RuntimeError: element 0 of tensors does not require grad and does not have a grad_fn with requires_grad set True

Here’s a toy model I played and the model throws RuntimError of no grad_fn.

class DevModel(nn.Module):
    def __init__(self):
        super(DevModel, self).__init__()
        self.fc1 = nn.Linear(300, 1)
        self.fc2 = nn.Linear(300, 1)

    def forward(self, inputs_ticket, inputs_article):
        out_ticket = self.fc1(inputs_ticket).squeeze()
        out_article = self.fc2(inputs_article).squeeze()

        mask_ticket = (out_ticket > 0.2).float()
        mask_article = (out_article > 0.2).float()

        mask_ticket = mask_ticket.unsqueeze(2).expand(2, 17, 300)
        mask_article = mask_article.unsqueeze(2).expand(2, 17, 300)

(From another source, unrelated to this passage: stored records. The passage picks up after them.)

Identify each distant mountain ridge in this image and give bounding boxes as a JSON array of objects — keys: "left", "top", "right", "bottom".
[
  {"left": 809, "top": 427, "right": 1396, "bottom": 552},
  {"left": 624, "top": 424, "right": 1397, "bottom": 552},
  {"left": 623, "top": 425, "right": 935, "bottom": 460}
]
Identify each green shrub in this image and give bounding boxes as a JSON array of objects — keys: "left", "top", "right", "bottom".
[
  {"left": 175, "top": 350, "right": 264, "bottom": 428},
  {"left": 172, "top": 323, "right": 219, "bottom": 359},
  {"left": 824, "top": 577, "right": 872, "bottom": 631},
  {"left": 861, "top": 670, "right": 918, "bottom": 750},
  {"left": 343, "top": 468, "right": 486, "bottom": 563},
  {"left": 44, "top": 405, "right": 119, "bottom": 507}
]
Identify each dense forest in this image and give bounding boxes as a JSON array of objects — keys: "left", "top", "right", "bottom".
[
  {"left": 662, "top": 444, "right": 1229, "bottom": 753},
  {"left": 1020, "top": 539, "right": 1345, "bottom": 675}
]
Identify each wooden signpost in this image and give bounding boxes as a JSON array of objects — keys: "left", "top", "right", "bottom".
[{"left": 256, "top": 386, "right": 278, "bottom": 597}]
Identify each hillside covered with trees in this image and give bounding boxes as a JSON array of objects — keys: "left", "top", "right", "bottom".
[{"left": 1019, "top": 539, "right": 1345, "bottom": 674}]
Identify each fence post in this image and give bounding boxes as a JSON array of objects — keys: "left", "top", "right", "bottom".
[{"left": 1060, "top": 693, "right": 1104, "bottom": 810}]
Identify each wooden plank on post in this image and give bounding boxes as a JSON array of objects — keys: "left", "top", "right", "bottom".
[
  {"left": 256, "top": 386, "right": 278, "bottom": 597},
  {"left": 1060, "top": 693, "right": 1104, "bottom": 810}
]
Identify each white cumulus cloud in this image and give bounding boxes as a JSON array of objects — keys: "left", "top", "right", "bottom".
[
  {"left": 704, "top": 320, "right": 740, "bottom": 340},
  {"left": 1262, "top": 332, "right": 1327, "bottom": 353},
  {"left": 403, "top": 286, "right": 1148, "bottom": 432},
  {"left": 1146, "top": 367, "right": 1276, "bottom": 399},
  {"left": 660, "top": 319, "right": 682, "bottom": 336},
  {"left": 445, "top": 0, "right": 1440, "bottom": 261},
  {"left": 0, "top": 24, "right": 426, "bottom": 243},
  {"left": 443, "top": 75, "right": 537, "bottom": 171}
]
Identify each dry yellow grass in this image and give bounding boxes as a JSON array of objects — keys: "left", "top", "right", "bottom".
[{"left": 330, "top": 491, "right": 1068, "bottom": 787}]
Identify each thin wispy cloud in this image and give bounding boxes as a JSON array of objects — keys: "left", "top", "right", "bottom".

        extracted_ticket = torch.mul(inputs_ticket, mask_ticket)
        extracted_article = torch.mul(inputs_article, mask_article)

        ave_ticket = torch.mean(extracted_ticket, dim=1)
        ave_article = torch.mean(extracted_article, dim=1)

        scores = torch.matmul(ave_ticket, ave_article.transpose(1, 0))

        return scores

My guess is the mask ops are causing the problem stops gradients propagating backward. Would anyone have any suggestions, like what the right way to do it?


Yes your self.fc1 and self.fc2 layers will never get any gradients here.
The operation out_ticket > 0.2 is not differentiable as the gradients are 0 almost everywhere. You won’t be able to do masking in a differentiable way.